Bug 106796 - function CHITEST and CHISQ.TEST - empty cells
Summary: function CHITEST and CHISQ.TEST - empty cells
Status: RESOLVED FIXED
Alias: None
Product: LibreOffice
Classification: Unclassified
Component: Calc (show other bugs)
Version:
(earliest affected)
unspecified
Hardware: All All
: medium normal
Assignee: Winfried Donkers
URL:
Whiteboard: target:5.4.0
Keywords:
Depends on:
Blocks:
 
Reported: 2017-03-27 14:58 UTC by raal
Modified: 2017-06-09 11:05 UTC (History)
4 users (show)

See Also:
Crash report or crash signature:


Attachments

Note You need to log in before you can comment on or make changes to this bug.
Description raal 2017-03-27 14:58:42 UTC
Description:
> see row 9 -  excel returns value, Calc returns error.  
>

Winfried:
CHISQ.TEST (Excel) and CHITEST (Excel and LEGACY.CHITEST in ODFF1.2) are identical, so any changes to the code will apply to both functions.

In row 9 you use ranges L4:L10 and M4:M10, but the data is in L3:M9: Excel handles empty cells differently than Calc does.
In Excel the data ranges have 6 rows.
In Calc 7 rows and the last row contains no data (Error502, illegal argument).

I did some tests and Excel reduces the range when any of the two ranges has one or more empty cells.
So range (_ being an empty cell)
  A   E
  1   1
  _    _
  2   2
  3   _
  4   4
  _    5
  _   _
is treated in Excel as a 3-row range. In Calc this produces an error, because not all 7 rows have valid data.
Note that 0 in the range for expected values is not allowed because of the algorithm (DIV/0), so empty cells are treated as empty, not as 0.
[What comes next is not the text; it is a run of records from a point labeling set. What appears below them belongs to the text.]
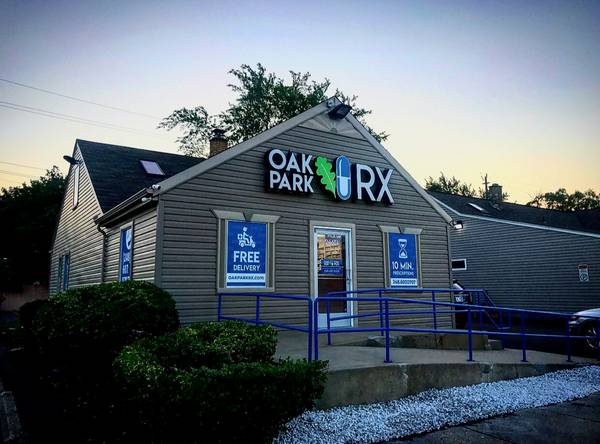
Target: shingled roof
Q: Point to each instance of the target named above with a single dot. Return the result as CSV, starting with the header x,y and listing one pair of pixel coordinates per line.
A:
x,y
117,173
584,220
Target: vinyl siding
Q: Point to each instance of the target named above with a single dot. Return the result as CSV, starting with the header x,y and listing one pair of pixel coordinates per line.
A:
x,y
528,267
188,241
77,234
144,243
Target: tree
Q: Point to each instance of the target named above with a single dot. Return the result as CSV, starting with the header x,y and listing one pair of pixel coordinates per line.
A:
x,y
28,215
453,185
450,185
263,101
562,200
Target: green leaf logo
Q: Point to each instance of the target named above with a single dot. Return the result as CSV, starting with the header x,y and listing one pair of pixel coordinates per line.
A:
x,y
324,168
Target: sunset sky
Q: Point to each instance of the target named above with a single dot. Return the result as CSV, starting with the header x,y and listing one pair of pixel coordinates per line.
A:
x,y
511,88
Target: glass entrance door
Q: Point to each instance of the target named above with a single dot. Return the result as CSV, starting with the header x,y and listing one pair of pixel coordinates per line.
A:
x,y
333,272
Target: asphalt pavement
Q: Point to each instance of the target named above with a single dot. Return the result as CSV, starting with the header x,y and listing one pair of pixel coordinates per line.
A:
x,y
576,421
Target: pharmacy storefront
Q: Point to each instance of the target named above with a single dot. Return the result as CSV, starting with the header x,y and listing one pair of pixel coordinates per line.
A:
x,y
312,206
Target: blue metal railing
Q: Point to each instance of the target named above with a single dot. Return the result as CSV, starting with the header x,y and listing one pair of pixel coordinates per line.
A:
x,y
380,298
260,297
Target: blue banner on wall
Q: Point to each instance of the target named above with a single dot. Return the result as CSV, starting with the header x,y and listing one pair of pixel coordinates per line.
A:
x,y
125,255
246,254
403,260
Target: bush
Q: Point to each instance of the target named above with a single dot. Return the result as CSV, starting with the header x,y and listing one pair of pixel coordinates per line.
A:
x,y
95,322
72,340
215,380
28,312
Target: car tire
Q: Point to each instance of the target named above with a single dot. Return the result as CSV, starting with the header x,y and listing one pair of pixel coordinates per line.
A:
x,y
591,336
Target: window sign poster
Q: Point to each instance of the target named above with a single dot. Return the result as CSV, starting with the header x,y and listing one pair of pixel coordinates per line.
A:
x,y
403,260
125,256
331,267
246,254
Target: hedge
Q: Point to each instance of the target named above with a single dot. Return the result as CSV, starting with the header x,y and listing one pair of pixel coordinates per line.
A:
x,y
215,382
72,340
95,322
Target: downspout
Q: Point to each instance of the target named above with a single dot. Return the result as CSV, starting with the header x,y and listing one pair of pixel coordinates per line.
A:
x,y
104,246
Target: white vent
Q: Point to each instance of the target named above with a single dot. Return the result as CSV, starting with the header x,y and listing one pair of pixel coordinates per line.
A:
x,y
151,167
477,207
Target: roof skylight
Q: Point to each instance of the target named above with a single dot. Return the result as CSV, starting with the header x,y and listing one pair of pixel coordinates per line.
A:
x,y
477,207
151,167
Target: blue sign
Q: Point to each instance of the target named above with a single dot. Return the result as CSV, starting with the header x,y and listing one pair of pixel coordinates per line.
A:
x,y
246,254
332,267
125,255
403,260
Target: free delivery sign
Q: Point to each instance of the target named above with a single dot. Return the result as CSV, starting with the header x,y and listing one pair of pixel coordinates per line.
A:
x,y
403,263
246,254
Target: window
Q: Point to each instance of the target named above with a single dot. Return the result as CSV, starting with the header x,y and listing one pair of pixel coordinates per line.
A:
x,y
75,185
126,253
402,256
64,265
459,264
151,167
246,251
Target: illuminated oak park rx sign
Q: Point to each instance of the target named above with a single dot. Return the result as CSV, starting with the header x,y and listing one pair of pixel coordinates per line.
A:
x,y
294,172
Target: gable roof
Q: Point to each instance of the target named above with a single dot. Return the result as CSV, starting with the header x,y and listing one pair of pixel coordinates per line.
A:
x,y
584,221
322,108
117,173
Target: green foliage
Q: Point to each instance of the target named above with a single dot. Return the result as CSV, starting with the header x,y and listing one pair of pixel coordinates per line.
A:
x,y
71,343
324,168
562,200
28,215
215,380
95,322
452,185
263,101
449,185
11,333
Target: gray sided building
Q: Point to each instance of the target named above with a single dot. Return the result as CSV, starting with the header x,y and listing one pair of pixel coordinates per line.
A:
x,y
526,257
312,205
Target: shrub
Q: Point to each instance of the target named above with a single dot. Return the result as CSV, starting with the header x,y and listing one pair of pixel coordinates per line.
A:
x,y
28,312
95,322
72,341
215,380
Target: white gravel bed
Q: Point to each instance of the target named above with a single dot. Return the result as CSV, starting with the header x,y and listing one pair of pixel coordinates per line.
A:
x,y
435,409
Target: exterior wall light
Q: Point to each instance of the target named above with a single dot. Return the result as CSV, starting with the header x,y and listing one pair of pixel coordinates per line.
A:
x,y
71,160
339,112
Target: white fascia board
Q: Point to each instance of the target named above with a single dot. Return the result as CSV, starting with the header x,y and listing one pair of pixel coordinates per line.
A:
x,y
240,148
520,224
385,153
88,173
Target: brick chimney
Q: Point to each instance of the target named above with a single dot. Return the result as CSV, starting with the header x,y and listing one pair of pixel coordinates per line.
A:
x,y
495,193
218,142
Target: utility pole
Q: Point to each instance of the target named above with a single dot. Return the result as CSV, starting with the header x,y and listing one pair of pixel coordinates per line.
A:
x,y
485,184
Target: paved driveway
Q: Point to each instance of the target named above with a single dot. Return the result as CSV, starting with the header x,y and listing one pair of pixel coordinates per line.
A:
x,y
570,422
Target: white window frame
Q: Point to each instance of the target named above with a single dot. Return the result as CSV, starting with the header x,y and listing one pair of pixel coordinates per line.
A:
x,y
147,164
62,283
458,269
224,216
350,228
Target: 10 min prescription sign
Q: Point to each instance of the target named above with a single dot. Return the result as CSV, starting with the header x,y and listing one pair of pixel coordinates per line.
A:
x,y
246,254
403,262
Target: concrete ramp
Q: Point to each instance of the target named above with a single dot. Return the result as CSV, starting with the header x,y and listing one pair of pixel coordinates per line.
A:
x,y
394,381
358,375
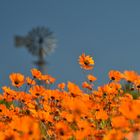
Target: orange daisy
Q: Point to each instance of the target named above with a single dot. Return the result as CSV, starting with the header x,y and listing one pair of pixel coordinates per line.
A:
x,y
86,62
17,79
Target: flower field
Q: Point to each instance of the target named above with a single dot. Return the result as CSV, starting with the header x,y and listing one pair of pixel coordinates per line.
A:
x,y
70,112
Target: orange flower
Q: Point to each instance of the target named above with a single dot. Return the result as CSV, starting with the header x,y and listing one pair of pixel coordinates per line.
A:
x,y
61,86
101,114
115,75
36,73
17,79
91,78
130,76
30,81
86,62
87,85
120,122
114,135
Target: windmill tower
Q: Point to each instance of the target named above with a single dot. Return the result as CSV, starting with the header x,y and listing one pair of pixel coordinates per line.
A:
x,y
40,42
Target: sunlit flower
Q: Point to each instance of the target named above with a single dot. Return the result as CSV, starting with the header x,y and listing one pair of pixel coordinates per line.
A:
x,y
17,79
91,78
86,62
115,75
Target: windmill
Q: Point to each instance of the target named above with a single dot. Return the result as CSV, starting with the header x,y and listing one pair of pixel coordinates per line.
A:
x,y
40,42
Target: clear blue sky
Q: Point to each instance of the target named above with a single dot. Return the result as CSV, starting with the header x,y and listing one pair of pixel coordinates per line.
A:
x,y
109,30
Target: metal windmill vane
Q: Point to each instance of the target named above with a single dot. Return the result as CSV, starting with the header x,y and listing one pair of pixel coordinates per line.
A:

Now the difficult part: is it a bug and if so, Excel's or Calc's or both?
1. The skipping of empty rows (in both ranges) seems consistent to me (with e.g. SUM it is common practice  to enter a range which is much bigger than the amount of values to be added, so that values added later will be incorporated in SUM automatically). IMO this applies for both empty rows at the end of the range as for empty rows in between, simply to be consistent with other functions using ranges. That would mean there is a bug in Calc to be fixed.
2. The skipping of rows when only one of the two is missing is illegal as far as I am concerned. Excel says "If actual_range and expected_range have a different number of data points, CHISQ.TEST returns the #N/A error value." and ODFF has constraints "ROWS(A) == ROWS(E)" and "COLUMNS(A) == COLUMNS(E)". So this looks like a bug in Excel and behaviour that should _not_ be copied into Calc.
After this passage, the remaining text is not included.